Tips for e-commerce: Grow your loyalty program by making it easy to understand and how is it different by being your member.
AEON (formerly known as Jusco)
AEON or formerly known as Jusco is the earliest supermarket brand established here in Malaysia as early as 1984. Being a household brand, AEON has arguably one of the most, if not the most paid membership (RM12 annual fees for AEON Member) by any retail brand in Malaysia.
AEON member day is huge with many flooding the stores, and they carry many brands and products which is from middle to low end. This is also made possible by introducing its own private label brand - TOPVALU, similar to those home brands owned by Tesco and Giant.
If you notice, AEON also runs shopping mall business which differentiate itself from other competitors. On top of the retail business, its property management business contributes close to 14% of AEON's total revenue in year 2014.
Tips for e-commerce: While expanding to marketplace model like shopping mall might not be feasible, exploring new business opportunity like reselling website inventory as advertising / media might make sense for some e-commerce businesses.
Ben's Independent Grocer (B.I.G.)
Another grocer on the list but this is a special one, and most of you might find it hard to disagree. The only downside is, there is only one store throughout Malaysia!
Besides its fresh produce from from the greens to meat, the variety of imported groceries especially from the West is unparalleled, while imports from the East (like Japan) is already quite common elsewhere in Malaysia.
The best part is seafood bar, coffee fix, and other food stalls are all available within the creatively-decorated store itself, keeping shopping fun and refreshing. They are truthful to their tagline "Eat, Drink, Shop" in every sense.
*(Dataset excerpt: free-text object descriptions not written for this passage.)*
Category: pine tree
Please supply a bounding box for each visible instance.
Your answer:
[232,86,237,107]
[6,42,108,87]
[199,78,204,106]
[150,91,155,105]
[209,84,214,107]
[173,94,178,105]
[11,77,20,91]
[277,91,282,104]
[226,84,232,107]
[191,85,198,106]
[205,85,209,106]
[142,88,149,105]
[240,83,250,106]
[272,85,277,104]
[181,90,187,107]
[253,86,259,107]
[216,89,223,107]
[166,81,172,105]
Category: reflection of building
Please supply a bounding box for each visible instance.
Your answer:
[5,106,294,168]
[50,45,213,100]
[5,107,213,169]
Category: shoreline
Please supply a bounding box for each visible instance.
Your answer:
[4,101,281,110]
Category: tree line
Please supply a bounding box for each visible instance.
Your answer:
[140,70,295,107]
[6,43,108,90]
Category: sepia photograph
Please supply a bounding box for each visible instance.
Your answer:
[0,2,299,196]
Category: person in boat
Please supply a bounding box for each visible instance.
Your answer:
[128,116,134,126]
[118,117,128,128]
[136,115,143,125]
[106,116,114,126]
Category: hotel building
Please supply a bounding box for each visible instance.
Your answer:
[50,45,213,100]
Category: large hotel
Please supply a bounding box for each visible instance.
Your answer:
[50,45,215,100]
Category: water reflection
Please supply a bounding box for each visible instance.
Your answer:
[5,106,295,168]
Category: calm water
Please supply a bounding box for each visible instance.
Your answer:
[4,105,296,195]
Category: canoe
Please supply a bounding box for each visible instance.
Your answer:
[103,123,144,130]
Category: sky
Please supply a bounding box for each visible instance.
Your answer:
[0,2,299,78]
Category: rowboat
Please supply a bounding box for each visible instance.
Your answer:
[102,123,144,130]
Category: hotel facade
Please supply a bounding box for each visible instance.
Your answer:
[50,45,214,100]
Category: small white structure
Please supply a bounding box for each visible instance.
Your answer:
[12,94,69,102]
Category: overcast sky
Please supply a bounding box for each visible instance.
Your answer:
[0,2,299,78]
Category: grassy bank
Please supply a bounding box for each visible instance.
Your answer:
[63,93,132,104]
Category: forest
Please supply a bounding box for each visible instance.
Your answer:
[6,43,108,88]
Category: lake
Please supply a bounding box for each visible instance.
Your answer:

Tips for e-commerce: Selling goods that are not easily available here might be one of the differentiation, but providing fun, memorable and creative shopping experience is how you set apart from the rest.
With traditional grocery shops fading gradually, there is gap to fill below the big hypermarkets. Convenience store is the obvious one to facilitate quick grabs, but if we compare our 7-Elevens with those in countries like Japan, Taiwan, Thailand etc. it is just not up to par.
Thankfully there are new players in recent years, with 99 Speedmart edges it for us even though they are more like a hybrid of mini-marts and convenience store. Despite not opening 24 hours, 99 Speedmart is usually close to the neighborhoods with clean shopping environment (compared to traditional grocery shops).
Besides being close and cheap, it seems easy to grab anything you need at 99 Speedmart, which they offer more variety than typical convenience store. While operating on relatively bigger space, 99 Speedmart doesn't seem to go for the long tail in terms of SKUs but instead focusing on popular and fast-moving SKUs.
Tips for e-commerce: Observe market gaps in your domain and there might be opportunities lying ahead. Providing customers too much options is not necessary the best, some times less is more, just like how these German retailers differentiate themselves.
We like the idea of Starbucks within Borders, the O2O experience at MPH, but Popular edges it for us in terms of variety even though the ambiance at the former two are arguably better.
If we compare to their competitors, Popular bookstores carry more SKUs of Chinese books be it local ones or imported from Taiwan, China etc. Possibly due to its long-established brand here, Chinese schools always recommend Popular as the bookstore to grab text books or curriculum books.
For us personally we visit Popular more for its stationary (for kids and office use) instead of books. It came as no surprise when Popular announces that more than 50% of its revenue come from non-book sales, notably stationary.
Tips for e-commerce: Even if and when you are strong at a particular vertical it doesn't mean you have to stop there, there is always business opportunity in other category or sub-category relevant to your core vertical.